Any life is made up of a single moment, the moment in which a man finds out, once and for all, who he is.
Jorge Luis Borges
Perhaps it is Jorge Luis Borges’ most famous quote because it is the epitome of his grand theme that runs through much of the famous Argentine author’s work. Borges work captures dreams, labyrinths, libraries, animals, fictional writers, religion and God, dancing around this idea that all of the world can be deduced into one powerful thought, that everything around us is connected, juxtaposed and paradoxical.
In his short story “The Garden of Forking Paths,” which was published in 1941, years before the electromagnetic digital computer, Borges describes a “hypertext novel,” the concept that a novel can be read in multiple ways as if “forking paths through networks of time.” Today, Google celebrates Borges’ 112th birthday.
“Wishing Jorge Luis Borges a happy 112th birthday!” Google tweeted this morning, adding a well-known Borges quote: “I have always imagined that paradise will be a kind of library.”
In case you’ve never heard of the man, allow me to distill a brief biography of his life for you: Jorge Luis Borges was born in Buenos Aires on August 24th, 1899, but spent his formative years traveling with his family in Spain and studying in Switzerland. He returned to Argentina with his family in the 1920s, and began to write with a flair for surrealism. He published his first collection of poems, Fervor de Buenos Aires in 1923.
By the mid-1930s, Borges worked in a style often called “irreality,” influenced by philosophers such as Heidegger and Jean-Paul Sartre. Borges quickly gained notoriety writing for a literary journal named Sur and worked with several other famous intellectuals of this time including Adolfo Bioy Casares and Macedonio Fernández in Buenos Aires. In 1938, Borges’s father died, which shook the writer to his core. On Christmas Eve that year, he suffered a severe head injury and nearly died during treatment. While recovering from the accident, Borges began playing with a new style of writing, a dreamy, magical surrealism captured in his most famous short story collections: Ficciones (1944) and The Aleph (1949).
In his early 30s, Borges began to loose his vision and was unable to support himself as a writer, so he began a new career as a public lecturer. By 1950, Borges was completely blind.
Nadie rebaje a lágrima o reproche
esta declaración de la maestría
de Dios, que con magnífica ironía
me dio a la vez los libros y la noche.
No one should read self-pity or reproach
Into this statement of the majesty
Of God; who with such splendid irony,
Granted me books and blindness at one touch.

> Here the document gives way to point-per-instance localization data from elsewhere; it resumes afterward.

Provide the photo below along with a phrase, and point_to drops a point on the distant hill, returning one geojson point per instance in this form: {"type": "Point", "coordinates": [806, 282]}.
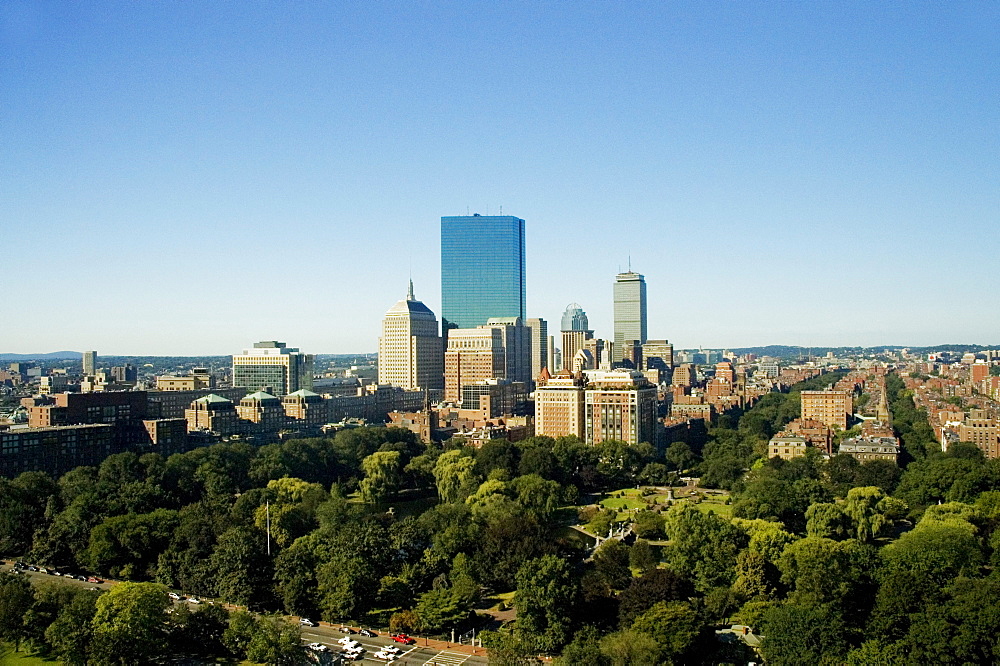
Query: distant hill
{"type": "Point", "coordinates": [51, 356]}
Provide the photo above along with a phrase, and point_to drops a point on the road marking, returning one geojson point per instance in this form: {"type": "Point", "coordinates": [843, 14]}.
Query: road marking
{"type": "Point", "coordinates": [448, 659]}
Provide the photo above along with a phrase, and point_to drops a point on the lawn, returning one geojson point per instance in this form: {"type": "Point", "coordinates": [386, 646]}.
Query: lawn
{"type": "Point", "coordinates": [10, 658]}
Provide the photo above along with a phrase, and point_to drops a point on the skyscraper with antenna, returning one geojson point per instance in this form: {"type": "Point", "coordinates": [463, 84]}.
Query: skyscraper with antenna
{"type": "Point", "coordinates": [630, 311]}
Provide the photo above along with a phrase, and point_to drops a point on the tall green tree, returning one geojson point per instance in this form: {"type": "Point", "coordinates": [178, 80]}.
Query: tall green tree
{"type": "Point", "coordinates": [546, 593]}
{"type": "Point", "coordinates": [15, 599]}
{"type": "Point", "coordinates": [382, 476]}
{"type": "Point", "coordinates": [130, 624]}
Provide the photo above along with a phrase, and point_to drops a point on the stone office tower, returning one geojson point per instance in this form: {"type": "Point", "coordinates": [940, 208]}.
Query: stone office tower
{"type": "Point", "coordinates": [410, 351]}
{"type": "Point", "coordinates": [630, 312]}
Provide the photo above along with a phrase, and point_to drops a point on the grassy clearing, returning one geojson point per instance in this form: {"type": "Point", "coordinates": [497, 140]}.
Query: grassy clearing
{"type": "Point", "coordinates": [10, 658]}
{"type": "Point", "coordinates": [717, 506]}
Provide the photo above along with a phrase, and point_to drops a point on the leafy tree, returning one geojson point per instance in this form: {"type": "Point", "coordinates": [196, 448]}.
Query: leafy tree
{"type": "Point", "coordinates": [454, 473]}
{"type": "Point", "coordinates": [641, 556]}
{"type": "Point", "coordinates": [644, 592]}
{"type": "Point", "coordinates": [940, 550]}
{"type": "Point", "coordinates": [129, 546]}
{"type": "Point", "coordinates": [655, 474]}
{"type": "Point", "coordinates": [584, 649]}
{"type": "Point", "coordinates": [71, 633]}
{"type": "Point", "coordinates": [821, 571]}
{"type": "Point", "coordinates": [382, 476]}
{"type": "Point", "coordinates": [674, 624]}
{"type": "Point", "coordinates": [537, 494]}
{"type": "Point", "coordinates": [611, 560]}
{"type": "Point", "coordinates": [680, 455]}
{"type": "Point", "coordinates": [441, 608]}
{"type": "Point", "coordinates": [546, 592]}
{"type": "Point", "coordinates": [703, 547]}
{"type": "Point", "coordinates": [876, 653]}
{"type": "Point", "coordinates": [129, 624]}
{"type": "Point", "coordinates": [240, 631]}
{"type": "Point", "coordinates": [242, 568]}
{"type": "Point", "coordinates": [827, 521]}
{"type": "Point", "coordinates": [276, 641]}
{"type": "Point", "coordinates": [862, 507]}
{"type": "Point", "coordinates": [803, 634]}
{"type": "Point", "coordinates": [631, 648]}
{"type": "Point", "coordinates": [23, 502]}
{"type": "Point", "coordinates": [648, 525]}
{"type": "Point", "coordinates": [962, 629]}
{"type": "Point", "coordinates": [509, 648]}
{"type": "Point", "coordinates": [205, 629]}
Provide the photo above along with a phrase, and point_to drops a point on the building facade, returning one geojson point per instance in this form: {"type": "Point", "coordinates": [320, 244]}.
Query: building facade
{"type": "Point", "coordinates": [620, 405]}
{"type": "Point", "coordinates": [539, 345]}
{"type": "Point", "coordinates": [559, 406]}
{"type": "Point", "coordinates": [473, 355]}
{"type": "Point", "coordinates": [89, 363]}
{"type": "Point", "coordinates": [830, 407]}
{"type": "Point", "coordinates": [410, 351]}
{"type": "Point", "coordinates": [273, 367]}
{"type": "Point", "coordinates": [482, 270]}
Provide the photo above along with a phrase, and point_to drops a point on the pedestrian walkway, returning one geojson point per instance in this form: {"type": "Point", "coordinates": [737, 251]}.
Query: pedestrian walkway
{"type": "Point", "coordinates": [445, 658]}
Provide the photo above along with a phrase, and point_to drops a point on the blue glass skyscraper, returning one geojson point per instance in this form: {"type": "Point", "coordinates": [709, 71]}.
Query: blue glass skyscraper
{"type": "Point", "coordinates": [482, 269]}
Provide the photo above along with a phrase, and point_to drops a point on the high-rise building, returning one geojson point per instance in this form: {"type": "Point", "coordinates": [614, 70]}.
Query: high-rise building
{"type": "Point", "coordinates": [272, 367]}
{"type": "Point", "coordinates": [473, 355]}
{"type": "Point", "coordinates": [630, 311]}
{"type": "Point", "coordinates": [620, 405]}
{"type": "Point", "coordinates": [499, 349]}
{"type": "Point", "coordinates": [830, 407]}
{"type": "Point", "coordinates": [89, 363]}
{"type": "Point", "coordinates": [574, 318]}
{"type": "Point", "coordinates": [658, 355]}
{"type": "Point", "coordinates": [516, 347]}
{"type": "Point", "coordinates": [410, 351]}
{"type": "Point", "coordinates": [559, 406]}
{"type": "Point", "coordinates": [482, 270]}
{"type": "Point", "coordinates": [573, 341]}
{"type": "Point", "coordinates": [539, 345]}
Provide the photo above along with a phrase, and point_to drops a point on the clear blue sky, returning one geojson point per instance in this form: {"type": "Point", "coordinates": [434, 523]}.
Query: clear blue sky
{"type": "Point", "coordinates": [187, 178]}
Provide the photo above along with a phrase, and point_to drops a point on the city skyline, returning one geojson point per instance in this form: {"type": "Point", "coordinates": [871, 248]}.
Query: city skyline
{"type": "Point", "coordinates": [809, 175]}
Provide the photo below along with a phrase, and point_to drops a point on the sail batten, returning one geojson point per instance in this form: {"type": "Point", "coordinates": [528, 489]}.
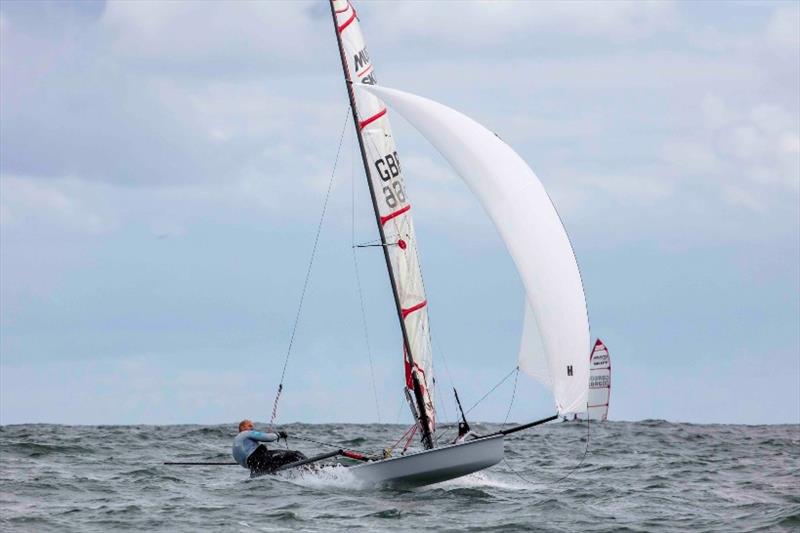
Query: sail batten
{"type": "Point", "coordinates": [531, 229]}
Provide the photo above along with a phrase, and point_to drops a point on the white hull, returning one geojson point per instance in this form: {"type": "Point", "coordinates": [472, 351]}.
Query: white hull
{"type": "Point", "coordinates": [432, 466]}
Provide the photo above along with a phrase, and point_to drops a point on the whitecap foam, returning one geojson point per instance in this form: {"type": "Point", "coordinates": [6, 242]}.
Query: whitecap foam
{"type": "Point", "coordinates": [323, 477]}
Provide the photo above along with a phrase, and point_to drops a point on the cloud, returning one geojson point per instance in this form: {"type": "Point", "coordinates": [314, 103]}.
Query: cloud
{"type": "Point", "coordinates": [481, 24]}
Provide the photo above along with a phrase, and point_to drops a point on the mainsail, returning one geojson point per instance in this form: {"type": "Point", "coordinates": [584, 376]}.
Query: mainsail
{"type": "Point", "coordinates": [599, 382]}
{"type": "Point", "coordinates": [528, 223]}
{"type": "Point", "coordinates": [392, 211]}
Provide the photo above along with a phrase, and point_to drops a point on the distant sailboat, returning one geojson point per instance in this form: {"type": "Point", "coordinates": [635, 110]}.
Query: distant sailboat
{"type": "Point", "coordinates": [527, 221]}
{"type": "Point", "coordinates": [599, 382]}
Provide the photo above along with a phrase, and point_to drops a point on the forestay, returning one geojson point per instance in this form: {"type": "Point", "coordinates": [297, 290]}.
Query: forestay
{"type": "Point", "coordinates": [529, 225]}
{"type": "Point", "coordinates": [393, 205]}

Borges spent the later years of his life continuing to publish books, lecturing prolifically, holding various high ranking positions in academia, winning a plethora of awards, all under the care of his mother until she died at the age of 99. From 1975 until the time of his death, Borges traveled internationally with his personal assistant María Kodama, an Argentine woman of Japanese and German ancestry. They were married just a few months before his death, via an attorney in Paraguay.
Writer J. M. Coetzee described Borges as follows: “He, more than anyone, renovated the language of fiction and thus opened the way to a remarkable generation of Spanish American novelists.”
Borges died of liver cancer in Geneva, Switzerland, in 1986 and was buried there in the Cimetière des Rois. But if he were still alive today, it’d be his 112th birthday. Thanks to Google and the Internet, we are graciously reminded of the great author’s life, almost as if he were returning through the hypertext space to come back and say ‘hola‘. If anything you’ve read above has piqued your interest, I highly suggest starting with Borges’ short stories (in Spanish if you’re able to), in a park laying in the sunshine in Buenos Aires, if it suits you.